Habere göre, Rum tarafının istekleriyle ilgili bir muhtıra hazırlayan Rum Yönetimi Başkanı Nikos Hristodulidis 23 Mart’ta Brüksel’de düzenlenecek Avrupa Zirvesine AB’nin üç kurumsal organının başkanı ve BM Genel Sekreteri ile görüşme ümidiyle katılacak ancak “uzlaşılmış çerçevenin” yeniden gündeme gelmesini sağlamak zor olacak.
Çünkü BM Genel Sekreteri Antonio Guterres ile Kıbrıs’taki Özel Temsilcisi Colin Stewart, iki bölgeli iki toplumlu federasyon ile ilgili görev/yetkilerinden geri çekildi. Bu nedenle “uzlaşılmış çerçeve”, Barış Gücü’nün görev süresinin uzatılması raporlarından yok oldu.
Hristodulidis’in belgesi
Aynı gazete, Hristodulidis’in 23 Mart’taki Avrupa Konseyi çerçevesinde görüşeceği liderlerle paylaşacağını açıkladığı belgenin içeriğini, seçim kampanyasında söylenenlerden ve kendi vardığı sonuçtan hareketle aktardı.

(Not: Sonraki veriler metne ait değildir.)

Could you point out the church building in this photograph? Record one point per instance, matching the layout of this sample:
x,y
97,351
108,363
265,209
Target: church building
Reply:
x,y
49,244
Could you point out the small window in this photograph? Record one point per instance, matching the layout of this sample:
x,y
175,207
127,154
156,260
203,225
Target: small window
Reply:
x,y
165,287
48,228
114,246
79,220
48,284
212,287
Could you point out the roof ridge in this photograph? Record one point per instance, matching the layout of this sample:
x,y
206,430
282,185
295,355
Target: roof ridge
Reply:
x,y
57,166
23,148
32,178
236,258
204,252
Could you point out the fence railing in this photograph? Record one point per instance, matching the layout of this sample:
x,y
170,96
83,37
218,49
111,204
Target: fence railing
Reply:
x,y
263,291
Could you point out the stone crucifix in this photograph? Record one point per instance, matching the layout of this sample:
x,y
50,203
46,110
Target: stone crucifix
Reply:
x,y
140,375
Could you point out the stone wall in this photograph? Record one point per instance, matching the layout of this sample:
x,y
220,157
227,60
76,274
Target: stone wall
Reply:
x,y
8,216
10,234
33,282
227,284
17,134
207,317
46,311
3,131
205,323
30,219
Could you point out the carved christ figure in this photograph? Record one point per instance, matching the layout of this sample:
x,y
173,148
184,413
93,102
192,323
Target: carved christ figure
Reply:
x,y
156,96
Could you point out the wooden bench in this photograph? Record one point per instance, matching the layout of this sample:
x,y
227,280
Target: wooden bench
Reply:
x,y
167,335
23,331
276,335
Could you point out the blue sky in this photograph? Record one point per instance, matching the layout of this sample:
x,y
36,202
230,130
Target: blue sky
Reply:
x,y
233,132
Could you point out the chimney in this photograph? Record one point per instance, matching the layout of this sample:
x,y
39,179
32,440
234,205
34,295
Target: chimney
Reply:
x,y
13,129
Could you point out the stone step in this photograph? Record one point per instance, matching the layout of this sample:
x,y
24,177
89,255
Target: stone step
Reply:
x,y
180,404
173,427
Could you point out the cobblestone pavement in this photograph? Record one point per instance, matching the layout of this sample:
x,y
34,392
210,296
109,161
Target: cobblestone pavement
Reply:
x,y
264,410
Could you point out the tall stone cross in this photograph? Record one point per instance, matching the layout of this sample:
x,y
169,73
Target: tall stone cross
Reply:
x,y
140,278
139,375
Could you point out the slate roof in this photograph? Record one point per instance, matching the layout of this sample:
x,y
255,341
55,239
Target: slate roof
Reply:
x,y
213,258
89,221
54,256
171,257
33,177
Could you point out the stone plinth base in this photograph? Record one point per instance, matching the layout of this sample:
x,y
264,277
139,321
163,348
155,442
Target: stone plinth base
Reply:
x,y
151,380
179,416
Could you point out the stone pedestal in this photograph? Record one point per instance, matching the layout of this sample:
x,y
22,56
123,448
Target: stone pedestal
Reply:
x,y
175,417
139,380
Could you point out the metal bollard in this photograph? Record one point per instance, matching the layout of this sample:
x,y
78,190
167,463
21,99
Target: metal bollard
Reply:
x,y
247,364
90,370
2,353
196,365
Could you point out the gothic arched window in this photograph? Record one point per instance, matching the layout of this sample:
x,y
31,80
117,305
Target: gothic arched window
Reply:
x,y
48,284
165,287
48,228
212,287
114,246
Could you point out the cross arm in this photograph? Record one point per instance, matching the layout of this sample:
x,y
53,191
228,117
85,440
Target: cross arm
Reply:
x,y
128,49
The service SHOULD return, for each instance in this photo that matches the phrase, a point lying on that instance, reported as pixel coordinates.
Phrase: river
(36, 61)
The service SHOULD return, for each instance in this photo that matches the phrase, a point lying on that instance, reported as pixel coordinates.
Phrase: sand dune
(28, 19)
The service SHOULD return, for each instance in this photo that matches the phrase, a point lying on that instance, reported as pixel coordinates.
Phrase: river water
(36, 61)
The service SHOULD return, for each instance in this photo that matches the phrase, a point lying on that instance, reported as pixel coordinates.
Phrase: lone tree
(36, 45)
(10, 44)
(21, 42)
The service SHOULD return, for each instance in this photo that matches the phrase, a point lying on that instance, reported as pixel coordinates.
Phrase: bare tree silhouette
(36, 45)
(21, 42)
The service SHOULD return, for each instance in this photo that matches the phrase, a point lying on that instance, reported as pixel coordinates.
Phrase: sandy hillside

Habere göre belge “Avrupa düzeyinde ihtiyaç duyulan bölgede istikrar, enerji haritası ve Brüksel’in Türkiye-AB ilişkileri konusunda Ankara’dan isteklerini dikkate alarak durumun tansiyonunu düşürebilecek parametrelerle ilgilidir. Sadece, Kıbrıs sorununda prosedürün yeniden başlaması şartlarının oluşturulmasına katkı koyması için AB yönünde hareketi öngörmüyor, çıkmazın sürmesinden, durumun kötüleşmesine, hatta çıkmazın kalkmasına kadar bütün senaryolara hazırlığı içeriyor.